In [2]:
!pip install sklearn



In [3]:
from sklearn.feature_extraction.text import TfidfVectorizer
from sklearn.feature_extraction.text import CountVectorizer
import pandas as pd
pd.set_option("max_rows", 600)
from pathlib import Path  
import glob

In [4]:
#change directory path
#use text processed files
#change from .csv to .txt
directory_path = "Desktop/TFIDF/TFIDF_processed"

In [5]:
text_files = glob.glob(f"{directory_path}/*.txt")

In [6]:
text_files

['Desktop/TFIDF/TFIDF_processed/Factiva_Tampon_Tax.txt',
 'Desktop/TFIDF/TFIDF_processed/Twitter_Tampon_Tax_Political.txt',
 'Desktop/TFIDF/TFIDF_processed/Reddit_Tampon_Tax_Political.txt',
 'Desktop/TFIDF/TFIDF_processed/Twitter_Tampon_Tax_All.txt']

In [7]:
text_titles = [Path(text).stem for text in text_files]

In [8]:
text_titles

['Factiva_Tampon_Tax',
 'Twitter_Tampon_Tax_Political',
 'Reddit_Tampon_Tax_Political',
 'Twitter_Tampon_Tax_All']

In [9]:
tfidf_vectorizer = TfidfVectorizer(input='filename', stop_words='english')

In [10]:
tfidf_vector = tfidf_vectorizer.fit_transform(text_files)

In [11]:
tfidf_df = pd.DataFrame(tfidf_vector.toarray(), index=text_titles, columns=tfidf_vectorizer.get_feature_names())

In [12]:
tfidf_df.loc['00_Document Frequency'] = (tfidf_df > 0).sum()

In [13]:
#change slice words
tfidf_slice = tfidf_df[['remove','sign', 'end','repeal', 'vote', 'gov', 'eliminate']]
tfidf_slice.sort_index().round(decimals=2)

Unnamed: 0,remove,sign,end,repeal,vote,gov,eliminate
00_Document Frequency,3.0,4.0,3.0,4.0,3.0,4.0,4.0
Factiva_Tampon_Tax,0.02,0.02,0.07,0.03,0.04,0.0,0.03
Reddit_Tampon_Tax_Political,0.22,0.24,0.16,0.11,0.0,0.18,0.19
Twitter_Tampon_Tax_All,0.03,0.08,0.0,0.04,0.04,0.01,0.06
Twitter_Tampon_Tax_Political,0.0,0.02,0.0,0.02,0.12,0.03,0.02


In [14]:
tfidf_df = tfidf_df.drop('00_Document Frequency', errors='ignore')

In [15]:
tfidf_df.stack().reset_index()

Unnamed: 0,level_0,level_1,0
0,Factiva_Tampon_Tax,1019,0.0
1,Factiva_Tampon_Tax,10am,0.0
2,Factiva_Tampon_Tax,10th,0.0
3,Factiva_Tampon_Tax,11,0.0
4,Factiva_Tampon_Tax,110,0.0
...,...,...,...
51067,Twitter_Tampon_Tax_All,zucker,0.0
51068,Twitter_Tampon_Tax_All,zuckerberg,0.0
51069,Twitter_Tampon_Tax_All,zukiewicz,0.0
51070,Twitter_Tampon_Tax_All,zumiez,0.0


In [16]:
tfidf_df = tfidf_df.stack().reset_index()

In [17]:
tfidf_df = tfidf_df.rename(columns={0:'tfidf', 'level_0': 'document','level_1': 'term', 'level_2': 'term'})

In [18]:
tfidf_df.sort_values(by=['document','tfidf'], ascending=[True,False]).groupby(['document']).head(15)
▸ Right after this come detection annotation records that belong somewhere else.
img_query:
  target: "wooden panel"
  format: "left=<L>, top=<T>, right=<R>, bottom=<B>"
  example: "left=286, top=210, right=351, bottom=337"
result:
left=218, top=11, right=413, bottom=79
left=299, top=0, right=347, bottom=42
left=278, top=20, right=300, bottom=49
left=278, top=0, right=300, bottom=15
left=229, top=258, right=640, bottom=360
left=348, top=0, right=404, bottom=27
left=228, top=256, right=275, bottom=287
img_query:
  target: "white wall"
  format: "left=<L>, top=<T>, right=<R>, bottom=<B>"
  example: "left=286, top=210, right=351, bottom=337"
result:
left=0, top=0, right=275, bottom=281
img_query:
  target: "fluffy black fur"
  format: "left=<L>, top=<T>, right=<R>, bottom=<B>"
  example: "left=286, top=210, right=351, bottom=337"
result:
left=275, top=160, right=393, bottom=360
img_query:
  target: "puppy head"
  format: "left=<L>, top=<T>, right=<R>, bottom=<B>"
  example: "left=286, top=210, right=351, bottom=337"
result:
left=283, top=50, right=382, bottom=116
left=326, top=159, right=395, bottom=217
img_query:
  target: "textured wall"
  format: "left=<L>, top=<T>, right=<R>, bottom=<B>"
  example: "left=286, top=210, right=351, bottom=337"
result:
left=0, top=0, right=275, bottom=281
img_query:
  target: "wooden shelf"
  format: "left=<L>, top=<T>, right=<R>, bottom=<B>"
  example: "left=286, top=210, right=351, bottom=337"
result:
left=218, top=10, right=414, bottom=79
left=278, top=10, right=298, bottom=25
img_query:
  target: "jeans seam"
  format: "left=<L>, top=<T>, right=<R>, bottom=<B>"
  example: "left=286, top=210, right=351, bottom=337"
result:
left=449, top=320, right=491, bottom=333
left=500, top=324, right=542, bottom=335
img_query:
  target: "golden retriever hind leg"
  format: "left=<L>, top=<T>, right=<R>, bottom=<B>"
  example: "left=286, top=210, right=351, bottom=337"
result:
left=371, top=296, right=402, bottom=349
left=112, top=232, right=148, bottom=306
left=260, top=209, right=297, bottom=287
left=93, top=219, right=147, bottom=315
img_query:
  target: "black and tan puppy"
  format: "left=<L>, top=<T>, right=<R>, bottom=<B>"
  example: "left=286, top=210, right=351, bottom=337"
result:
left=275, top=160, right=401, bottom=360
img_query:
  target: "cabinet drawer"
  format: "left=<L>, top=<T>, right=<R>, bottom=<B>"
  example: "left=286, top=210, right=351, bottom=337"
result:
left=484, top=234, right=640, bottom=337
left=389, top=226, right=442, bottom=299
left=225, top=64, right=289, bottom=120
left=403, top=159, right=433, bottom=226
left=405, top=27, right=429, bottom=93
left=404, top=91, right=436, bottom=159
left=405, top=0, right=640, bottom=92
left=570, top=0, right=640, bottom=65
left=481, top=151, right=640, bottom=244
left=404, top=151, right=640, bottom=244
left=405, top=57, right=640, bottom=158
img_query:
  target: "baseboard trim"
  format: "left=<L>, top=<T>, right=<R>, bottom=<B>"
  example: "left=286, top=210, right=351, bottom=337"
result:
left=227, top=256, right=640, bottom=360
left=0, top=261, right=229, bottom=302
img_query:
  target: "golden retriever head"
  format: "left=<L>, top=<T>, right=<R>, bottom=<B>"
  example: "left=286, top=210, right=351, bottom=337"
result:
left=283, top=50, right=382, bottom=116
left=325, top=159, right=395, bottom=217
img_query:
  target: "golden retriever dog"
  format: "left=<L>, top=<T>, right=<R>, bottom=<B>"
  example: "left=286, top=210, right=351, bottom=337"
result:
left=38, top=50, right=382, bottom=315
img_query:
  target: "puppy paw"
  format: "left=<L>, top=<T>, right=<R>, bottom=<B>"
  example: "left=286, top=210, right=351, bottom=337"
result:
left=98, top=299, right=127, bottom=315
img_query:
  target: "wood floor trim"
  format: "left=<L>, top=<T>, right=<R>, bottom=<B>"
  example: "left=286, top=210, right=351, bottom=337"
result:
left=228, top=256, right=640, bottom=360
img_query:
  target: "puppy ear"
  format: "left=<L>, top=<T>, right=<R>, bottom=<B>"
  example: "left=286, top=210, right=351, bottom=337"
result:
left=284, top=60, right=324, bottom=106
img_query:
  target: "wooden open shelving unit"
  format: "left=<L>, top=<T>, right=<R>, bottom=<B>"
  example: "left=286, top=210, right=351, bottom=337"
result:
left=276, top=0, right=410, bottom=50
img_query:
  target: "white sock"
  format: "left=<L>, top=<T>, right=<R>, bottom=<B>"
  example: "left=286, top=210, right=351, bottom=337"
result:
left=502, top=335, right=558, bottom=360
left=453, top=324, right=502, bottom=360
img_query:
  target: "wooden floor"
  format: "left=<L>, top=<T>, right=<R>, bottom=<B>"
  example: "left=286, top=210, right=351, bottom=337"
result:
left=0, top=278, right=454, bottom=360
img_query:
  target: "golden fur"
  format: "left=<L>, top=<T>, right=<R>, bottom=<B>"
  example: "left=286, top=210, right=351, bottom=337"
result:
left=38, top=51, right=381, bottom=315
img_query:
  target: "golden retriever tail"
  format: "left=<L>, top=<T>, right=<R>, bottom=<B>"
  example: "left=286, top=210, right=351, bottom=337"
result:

Unnamed: 0,document,term,tfidf
10055,Factiva_Tampon_Tax,sale,0.209666
10046,Factiva_Tampon_Tax,said,0.19571
9869,Factiva_Tampon_Tax,right,0.179218
3170,Factiva_Tampon_Tax,document,0.162368
4050,Factiva_Tampon_Tax,feminine,0.132578
12699,Factiva_Tampon_Tax,year,0.120616
8558,Factiva_Tampon_Tax,percent,0.120482
7111,Factiva_Tampon_Tax,make,0.118268
12717,Factiva_Tampon_Tax,york,0.115299
12611,Factiva_Tampon_Tax,word,0.109733


In [19]:
top_tfidf = tfidf_df.sort_values(by=['document','tfidf'], ascending=[True,False]).groupby(['document']).head(10)

In [20]:
top_tfidf[top_tfidf['term'].str.contains('petition')]

Unnamed: 0,document,term,tfidf


In [21]:
top_tfidf[top_tfidf['document'].str.contains('Reddit')]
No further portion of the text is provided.